These instructions are meant to be used together with a live presentation. The slides are included in the Github reporistory (https://raw.githubusercontent.com/nryeng/abakus-v20/master/modern-sql-in-mysql.pdf).
This training course will show you how to use JSON, CTEs and window functions in MySQL. As a finishing touch, if we have time, we'll finish with some geographical data.
This training session assumes that you're using MySQL 8.0.18 or newer. It has not been tested with older versions.
Download the file dataset.sql
(https://raw.githubusercontent.com/nryeng/abakus-v20/master/dataset.sql)
from the Github repository and put it on your hard drive (/tmp
, or
C:\
on Windows).
Start the MySQL client and load the data set: source /tmp/dataset.sql
(or source C:\dataset.sql
on Windows)
Let's examine the data set:
-
SHOW TABLES;
-
SHOW CREATE TABLE employees;
-
SELECT * FROM employees;
-
SHOW CREATE TABLE courses;
-
SELECT * FROM courses;
-
SHOW CREATE TABLE prerequisites;
-
SELECT * FROM prerequisites;
-
SHOW CREATE TABLE students;
-
SELECT * FROM students;
or maybeSELECT id, JSON_PRETTY(doc) FROM students\G
is easier to read.
Use CTEs to give name to a query:
WITH course_info AS (
SELECT
id AS course_id,
courses.name AS course_name,
employees.number AS lecturer_id,
employees.name AS lecturer_name
FROM courses, employees
WHERE lecturer = number
)
SELECT * FROM course_info WHERE lecturer_name = 'Bob';
We want to find the reporting chain for all employees.

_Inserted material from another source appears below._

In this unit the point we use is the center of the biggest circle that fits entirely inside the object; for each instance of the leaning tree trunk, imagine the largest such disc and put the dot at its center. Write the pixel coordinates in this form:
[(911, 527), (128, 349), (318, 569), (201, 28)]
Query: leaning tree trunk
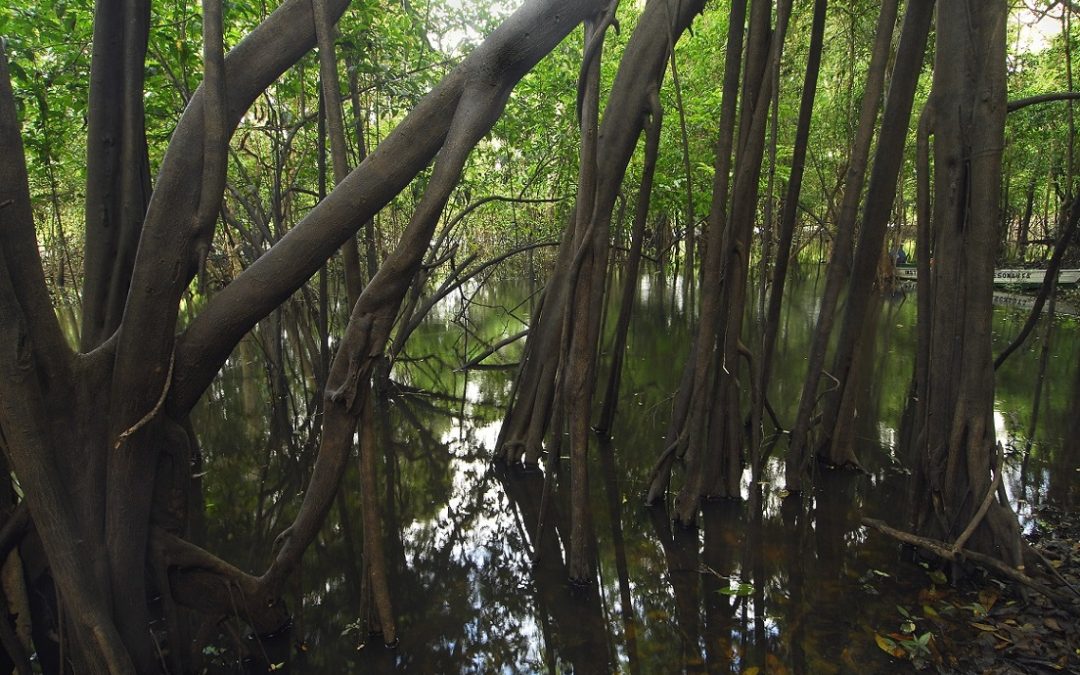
[(786, 231), (696, 375), (100, 442), (840, 262), (958, 496), (569, 318)]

It's straight forward to find everyone who reports directly to a particular manager:
SELECT name
FROM employees
WHERE
manager = (SELECT number FROM employees WHERE name = 'Betty');
If we want to find the entire hierarchy under the manager, we have to use a recursive CTE:
WITH RECURSIVE subordinates AS (
SELECT number, name
FROM employees
WHERE
manager = (SELECT number FROM employees WHERE name = 'Betty')
UNION ALL
SELECT e.number, e.name
FROM employees e JOIN subordinates s ON e.manager = s.number
)
SELECT name FROM subordinates;
We can use this to find the reporting chain for all employees:
WITH RECURSIVE emps AS (
SELECT number, name, manager, name AS reporting_chain
FROM employees
WHERE manager IS NULL
UNION ALL
SELECT
e.number,
e.name,
e.manager,
CONCAT(e.name, ', ', m.reporting_chain)
FROM employees AS e JOIN emps AS m ON e.manager = m.number
)
SELECT * FROM emps;
Window functions (https://dev.mysql.com/doc/refman/8.0/en/window-functions.html) compute one value using a number of rows as input. It can look at rows before and after the current row.
SELECT
name,
dept_id,
salary,
SUM(salary) OVER (PARTITION BY dept_id) AS dept_total
FROM employees
ORDER BY dept_id, name;
We'll use the ->>
operator to extract data from the JSON document in
the students
table. The operator takes a JSON value (e.g., a JSON
column) on its left hand side and a JSON path string on the right hand
side. The JSON path syntax
(https://dev.mysql.com/doc/refman/8.0/en/json.html#json-path-syntax)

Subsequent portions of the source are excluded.